Il governo dell’atomo. Il 5 luglio 2012 una Commissione indipendente della Dieta giapponese, capeggiata da Kurokawa Kiyoshi, professore emerito dell’Università di Tôkyô, e dal premio Nobel per la chimica (nel 2002) Tanaka Koichi, ha presentato le proprie conclusioni dopo sei mesi di attente investigazioni e 900 ore dedicate all’audizione di un migliaio di testimoni.
Si tratta del terzo tentativo di chiarire le cause del disastro di Fukushima, dopo il rapporto pubblicato a febbraio da un gruppo indipendente di esperti del settore privato e quello pubblicato a giugno dal gruppo d’indagine interno della Tepco.
La Commissione della Dieta ha dichiarato che la responsabilità del disastro è da ricondurre alla deleteria collusione tra governo, sistema di vigilanza garantito dall’Agenzia per la sicurezza nucleare e industriale (Nisa), e Tepco, la società proprietaria della centrale. Il sistema di vigilanza difettoso e inaffidabile della Nisa, che fa parte del ministero dell’Economia, commercio e industria, ha permesso alla Tepco di rinviare cruciali misure di sicurezza.
Già nel 2006, infatti, il governo aveva rivisto gli standard per la resistenza ai terremoti e richiesto che gli enti erogatori valutassero i loro impianti. Sebbene fosse stato accertato che la Tepco dovesse mettere in atto misure di rafforzamento antisismico per rispettare i nuovi standard, la Tepco ha continuato a rinviare la messa a norma e la Nisa ha lasciato correre. Per quanto riguarda le responsabilità del governo, capeggiato da Kan Naoto, nel pieno della crisi è stato inefficiente e si è mostrato confuso sia sulla divisione dei ruoli, sia sulle responsabilità rispetto alla Tepco.
Il coinvolgimento diretto di dirigenti politici di alto livello, compreso il Primo ministro Kan, in questioni di competenza tecnica hanno accresciuto la confusione e generato ritardi. La Commissione – che peraltro ha presentato una serie di proposte per elevare il livello di sicurezza del nucleare – ha accertato come il terremoto abbia danneggiato componenti cruciali del reattore, mentre la Tepco ha sempre sostenuto il contrario.
Proprio il 5 luglio, dopo due mesi esatti di fermo di tutte le centrali nucleari nipponiche, il reattore numero tre dell’impianto di Oi, nella Prefettura di Fukui, gestito dalla Kansai Electric Power Co., ha ripreso a generare energia.
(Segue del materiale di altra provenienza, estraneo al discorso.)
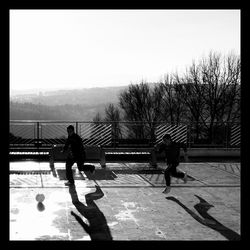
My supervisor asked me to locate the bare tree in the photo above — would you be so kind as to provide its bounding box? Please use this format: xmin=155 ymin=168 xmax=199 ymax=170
xmin=199 ymin=52 xmax=240 ymax=143
xmin=159 ymin=74 xmax=186 ymax=124
xmin=119 ymin=82 xmax=164 ymax=138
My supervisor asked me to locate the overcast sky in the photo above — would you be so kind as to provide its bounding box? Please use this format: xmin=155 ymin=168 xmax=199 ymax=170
xmin=10 ymin=9 xmax=240 ymax=93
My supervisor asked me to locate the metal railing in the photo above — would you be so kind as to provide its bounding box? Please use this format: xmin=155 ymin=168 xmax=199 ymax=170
xmin=9 ymin=120 xmax=241 ymax=148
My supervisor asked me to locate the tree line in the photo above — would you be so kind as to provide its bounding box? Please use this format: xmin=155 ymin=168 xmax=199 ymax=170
xmin=93 ymin=52 xmax=241 ymax=143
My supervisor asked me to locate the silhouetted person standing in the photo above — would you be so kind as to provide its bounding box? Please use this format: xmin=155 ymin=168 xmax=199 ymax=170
xmin=62 ymin=125 xmax=95 ymax=186
xmin=156 ymin=134 xmax=187 ymax=194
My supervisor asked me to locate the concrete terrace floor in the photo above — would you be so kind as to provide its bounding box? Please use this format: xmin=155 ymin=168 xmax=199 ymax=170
xmin=9 ymin=161 xmax=241 ymax=241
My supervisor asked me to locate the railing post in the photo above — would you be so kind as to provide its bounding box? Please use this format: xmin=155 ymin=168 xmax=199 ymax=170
xmin=76 ymin=122 xmax=78 ymax=134
xmin=36 ymin=122 xmax=40 ymax=140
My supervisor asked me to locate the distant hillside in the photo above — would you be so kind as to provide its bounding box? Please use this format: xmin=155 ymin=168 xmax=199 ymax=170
xmin=11 ymin=86 xmax=127 ymax=106
xmin=10 ymin=87 xmax=126 ymax=121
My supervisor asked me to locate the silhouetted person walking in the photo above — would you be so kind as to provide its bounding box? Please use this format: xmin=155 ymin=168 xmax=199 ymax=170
xmin=156 ymin=134 xmax=187 ymax=194
xmin=62 ymin=125 xmax=95 ymax=186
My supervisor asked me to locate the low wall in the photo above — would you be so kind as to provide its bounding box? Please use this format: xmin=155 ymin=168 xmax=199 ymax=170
xmin=184 ymin=148 xmax=240 ymax=157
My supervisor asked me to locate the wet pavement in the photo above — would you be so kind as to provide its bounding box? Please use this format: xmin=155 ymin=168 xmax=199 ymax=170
xmin=9 ymin=161 xmax=241 ymax=241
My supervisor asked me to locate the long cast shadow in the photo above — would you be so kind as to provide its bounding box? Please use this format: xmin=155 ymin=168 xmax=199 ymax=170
xmin=69 ymin=185 xmax=112 ymax=241
xmin=166 ymin=195 xmax=240 ymax=241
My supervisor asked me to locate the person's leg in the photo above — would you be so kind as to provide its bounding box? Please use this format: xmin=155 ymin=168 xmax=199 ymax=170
xmin=66 ymin=158 xmax=74 ymax=184
xmin=163 ymin=164 xmax=172 ymax=194
xmin=171 ymin=163 xmax=185 ymax=179
xmin=170 ymin=163 xmax=187 ymax=183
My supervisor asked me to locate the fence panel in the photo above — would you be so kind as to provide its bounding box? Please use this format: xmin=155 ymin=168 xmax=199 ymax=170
xmin=230 ymin=125 xmax=241 ymax=146
xmin=155 ymin=124 xmax=187 ymax=144
xmin=78 ymin=123 xmax=112 ymax=146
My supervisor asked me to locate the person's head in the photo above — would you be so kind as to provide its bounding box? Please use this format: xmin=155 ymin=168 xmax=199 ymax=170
xmin=67 ymin=125 xmax=75 ymax=136
xmin=162 ymin=134 xmax=172 ymax=145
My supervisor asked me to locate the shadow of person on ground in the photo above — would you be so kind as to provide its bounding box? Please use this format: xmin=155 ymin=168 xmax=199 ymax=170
xmin=166 ymin=195 xmax=240 ymax=241
xmin=69 ymin=185 xmax=112 ymax=241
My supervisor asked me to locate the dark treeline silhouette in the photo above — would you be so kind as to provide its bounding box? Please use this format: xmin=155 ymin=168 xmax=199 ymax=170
xmin=95 ymin=52 xmax=241 ymax=144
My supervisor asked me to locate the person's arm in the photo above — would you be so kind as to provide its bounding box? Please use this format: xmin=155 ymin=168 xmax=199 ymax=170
xmin=61 ymin=138 xmax=70 ymax=153
xmin=180 ymin=143 xmax=188 ymax=161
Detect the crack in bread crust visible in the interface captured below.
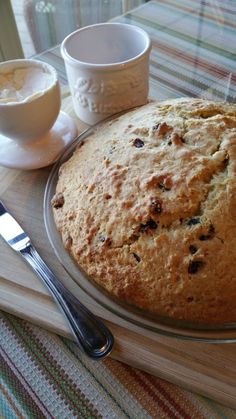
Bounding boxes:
[52,98,236,324]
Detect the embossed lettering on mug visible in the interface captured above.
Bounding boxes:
[73,74,146,114]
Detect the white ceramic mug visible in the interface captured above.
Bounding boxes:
[61,23,151,125]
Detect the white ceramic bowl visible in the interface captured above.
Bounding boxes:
[0,59,61,145]
[61,23,151,124]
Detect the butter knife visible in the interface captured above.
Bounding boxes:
[0,201,114,359]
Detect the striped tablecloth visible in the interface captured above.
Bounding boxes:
[0,0,236,419]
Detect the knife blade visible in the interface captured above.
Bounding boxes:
[0,201,114,359]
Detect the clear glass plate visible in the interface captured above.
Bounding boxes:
[44,124,236,343]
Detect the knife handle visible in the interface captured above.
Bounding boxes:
[20,242,114,359]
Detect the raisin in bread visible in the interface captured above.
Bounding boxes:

Si tratta, secondo molti, di una decisione irresponsabile: non è stato predisposto alcun piano d’evacuazione di emergenza e, soprattutto, non sono stati effettuati i dovuti controlli richiesti dalla Nisa. Secondo l’Agenzia sono necessari studi supplementari sulle zone di frattura della faglia che corrono sotto tre centrali nucleari nella Prefettura di Fukui, nonché la raccolta di informazioni su altri tredici reattori, compresi quelli dell’impianto di Oi, che è stato riattivato dopo quindici mesi di stop, senza che la Tepco abbia fornito all’Agenzia le garanzie di sicurezza richieste.
Il governo e l’industria dell’energia, nel frattempo, non hanno approntato piani credibili per ridurre la dipendenza del Paese dal nucleare e paiono non considerare l’elevato scetticismo dell’opinione pubblica giapponese nei confronti dell'atomo, cresciuto dopo il disastro di Fuskushima e l’evacuazione di massa a esso seguita. Recenti sondaggi d’opinione condotti da "Kyôdô News" mostrano come il 60% circa degli intervistati si opponga alla riaccensione dei reattori.